His criticisms, roundly rejected by CAF, will inevitably act as a spur for the Stallions who are seeking their first Nations Cup win in 14 years and over five hours of football.
With Ivory Coast red hot favourites to top the table Monday’s game is being billed as a face-off for second place and a potential quarter-final match-up against possibly Senegal.
Duarte described the night-time encounter on the Equatoguinean island capital as “decisive” for their 2012 Cup fate.
“We’ve inherited a difficult group with Ivory Coast and Angola. You can say that the Ivorians will qualify so this is a very important match for second place.
“The team which wins the first match will have done 80 percent of the work. “But my problem is not our rivals, nor the group. Too many of our regular players couldn’t make it.”
Alain Traore is a key cog, the midfielder having scored seven goals for his French club Auxerre this season, and four for his country in qualifying.
Burkina Faso have only reached the knockout stages once, when they hosted the Cup in 1998, eventually finishing fourth.
Competing in Nigeria, Mali, Tunisia and Angola (where they failed to score) since, the west Africans have drawn six matches and lost eight.
No squad turned up with broader smiles than Burkina Faso after enduring months of anxiety when Namibia claimed Cameroon-born left-back Herve Zengue was ineligible.
Namibia, last behind Burkina Faso and Gambia in a qualifying group, appealed twice to CAF and also to CAS — the Switzerland-based supreme court of sport — before accepting defeat.
Angola represent stiff opposition, with coach Lito Vidigal identifying a last eight berth as the bottom line, having appeared in the quarter-finals in 2008 and 2010.

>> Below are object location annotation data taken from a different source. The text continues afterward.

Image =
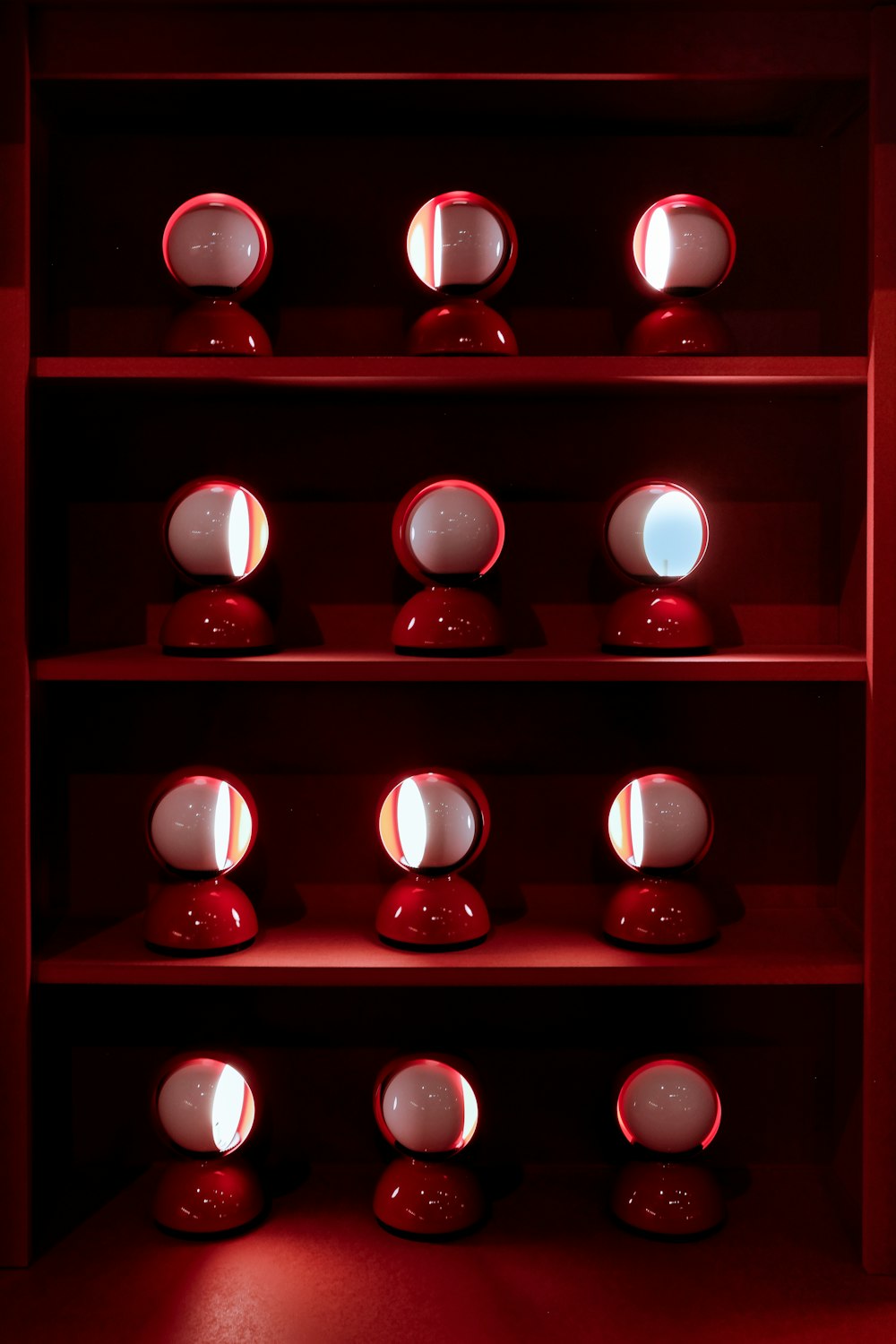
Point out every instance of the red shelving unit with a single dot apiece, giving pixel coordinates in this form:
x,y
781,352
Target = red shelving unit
x,y
112,116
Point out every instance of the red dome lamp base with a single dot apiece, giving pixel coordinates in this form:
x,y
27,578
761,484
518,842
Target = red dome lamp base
x,y
683,328
661,913
433,914
668,1199
201,918
217,621
207,1198
461,327
656,621
217,327
427,1199
449,620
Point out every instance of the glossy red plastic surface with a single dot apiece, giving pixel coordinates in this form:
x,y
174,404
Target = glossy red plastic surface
x,y
220,199
217,621
657,621
429,1199
201,918
449,620
207,1198
421,911
461,327
680,328
659,913
217,327
668,1199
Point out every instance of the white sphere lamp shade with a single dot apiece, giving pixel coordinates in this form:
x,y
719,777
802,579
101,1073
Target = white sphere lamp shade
x,y
684,246
432,824
669,1107
217,245
656,534
206,1107
201,828
217,530
659,823
427,1110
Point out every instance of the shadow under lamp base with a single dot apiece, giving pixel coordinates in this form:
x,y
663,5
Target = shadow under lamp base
x,y
683,328
449,620
444,913
217,327
661,913
461,327
217,621
201,919
427,1199
656,621
209,1198
668,1199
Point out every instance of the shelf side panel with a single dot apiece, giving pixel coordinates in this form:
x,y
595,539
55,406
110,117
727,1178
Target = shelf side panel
x,y
13,676
880,1004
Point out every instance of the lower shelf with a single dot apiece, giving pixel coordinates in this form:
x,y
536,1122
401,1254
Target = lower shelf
x,y
555,943
548,1265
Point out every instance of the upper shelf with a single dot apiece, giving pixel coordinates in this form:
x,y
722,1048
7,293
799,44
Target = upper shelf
x,y
823,663
516,375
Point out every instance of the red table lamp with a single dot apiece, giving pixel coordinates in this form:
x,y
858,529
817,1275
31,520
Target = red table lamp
x,y
199,828
432,825
206,1109
426,1109
684,246
668,1107
218,250
215,534
656,535
462,247
659,825
447,534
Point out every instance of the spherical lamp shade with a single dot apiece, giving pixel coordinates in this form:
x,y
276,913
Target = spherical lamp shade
x,y
433,824
659,824
201,827
427,1109
447,534
684,246
669,1107
460,244
217,245
217,530
218,250
215,534
206,1109
462,247
656,534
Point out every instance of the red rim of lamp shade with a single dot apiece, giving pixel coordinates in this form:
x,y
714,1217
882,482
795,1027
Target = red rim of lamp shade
x,y
673,1195
433,908
654,618
657,908
450,615
203,913
206,1107
215,618
425,1193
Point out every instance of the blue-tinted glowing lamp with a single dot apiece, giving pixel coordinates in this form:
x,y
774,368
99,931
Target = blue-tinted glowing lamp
x,y
656,534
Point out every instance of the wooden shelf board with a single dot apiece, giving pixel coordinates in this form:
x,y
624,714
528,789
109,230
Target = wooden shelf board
x,y
547,1265
556,943
148,663
517,375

Vidigal’s appointment was vindicated when he guided them to second place in the 2011 African Nations Championship.
Angola’s rock solid defence is led by Carlos ‘Kali’ Alonso with skipper Andre Makanga marshalling the midfield while Flavio Amado’s runs down the wing and former Manchester United striker Manucho’s presence up front are set to make life uncomfortable for Burkina Faso.
Manucho and Amado were on the mark in Angola’s 3-1 warm-up win over Sierra Leone last weekend.
Angola left it late to clamber aboard the Cup train, edging out Uganda for second place with a 2-0 win away to Guinea-Bissau in their closing qualifier.
This is the first time Angola have played Burkina Faso in the continental showpiece – both sides are hoping it will be an occasion to remember.